Suing For An Affirmative End To Affirmative Action

The anti-affirmative action group Students for Fair Admissions is suing Harvard and UNC Chapel Hill, claiming that their admissions policies discriminate against Asian students:

The lawsuit filed against Harvard cites an Asian-American student who was denied admission despite being valedictorian of a competitive high school, achieving a perfect ACT score and a perfect score of 800 on two of the SAT II subject exams, and participating in numerous extracurricular and volunteer activities. The applicant, the lawsuit states, was “denied the opportunity to compete for admission to Harvard on equal footing with other applicants” due to his race.

The suit cites statistical evidence to claim that Harvard holds Asian applicants to a “far higher standard than other students” and that Harvard uses “racial classifications to engage in the same brand of invidious discrimination against Asian Americans that it formerly used to limit the number of Jewish students in its student body.”

The data are unassailable:

To get into the top schools, Asians need SAT scores that are about 140 points higher than those of their white peers. In 2008, over half of all applicants to Harvard with exceptionally high SAT scores were Asian, yet they made up only 17 percent of the entering class (now 20 percent). Asians are the fastest-growing racial group in America, but their proportion of Harvard undergraduates has been flat for two decades.

The discrimination against an entire race of students is simply unmistakable. Fixing it could be accomplished not at the expense of racial diversity, but in curtailing affirmative action for athletes and legacy admissions. And there’s evidence that the discrimination is based, in part, on racist stereotypes:

A new study of over 100,000 applicants to the University of California, Los Angeles, found no significant correlation between race and extracurricular achievements. The truth is not that Asians have fewer distinguishing qualities than whites; it’s that — because of a longstanding depiction of Asians as featureless or even interchangeable — they are more likely to be perceived as lacking in individuality. (As one Harvard admissions officer noted on the file of an Asian-American applicant, “He’s quiet and, of course, wants to be a doctor.”)

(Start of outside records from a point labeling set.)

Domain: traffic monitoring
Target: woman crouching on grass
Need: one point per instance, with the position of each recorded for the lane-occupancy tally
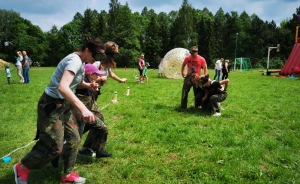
(215, 92)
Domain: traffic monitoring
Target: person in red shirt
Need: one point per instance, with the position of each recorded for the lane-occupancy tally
(193, 63)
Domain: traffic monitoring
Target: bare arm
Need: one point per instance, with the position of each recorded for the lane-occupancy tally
(225, 82)
(68, 94)
(182, 70)
(25, 63)
(205, 69)
(115, 77)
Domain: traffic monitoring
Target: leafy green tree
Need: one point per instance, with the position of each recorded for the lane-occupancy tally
(183, 31)
(89, 22)
(152, 40)
(122, 30)
(206, 36)
(164, 23)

Why is that kind of thing not an outrage to liberals usually accustomed to seizing questions of racial discrimination with alacrity?  Kaitlin Mulhere peruses what ending racial discrimination against Asians would actually lead to:

Between 1992 and 2013, Harvard’s Asian-American enrollment ranged between 14 percent and 20 percent. On the other hand, CalTech, an elite college that doesn’t consider race in its admissions policies, saw its population of Asian students grow from about 27 percent in the 1990s to more than 40 percent last year. In 2008, Asian Americans composed 27 percent of Harvard’s applicant pool, 46 percent of applicants who earned above 2200 on the SAT and 55 percent of those students who earned about 2300 and sent scores to Harvard. … “In light of Harvard’s discriminatory admissions policies, [Asian Americans] are competing only against each other, and all other racial and ethnic groups are insulated from competing against high-achieving Asian Americans,” the lawsuit reads.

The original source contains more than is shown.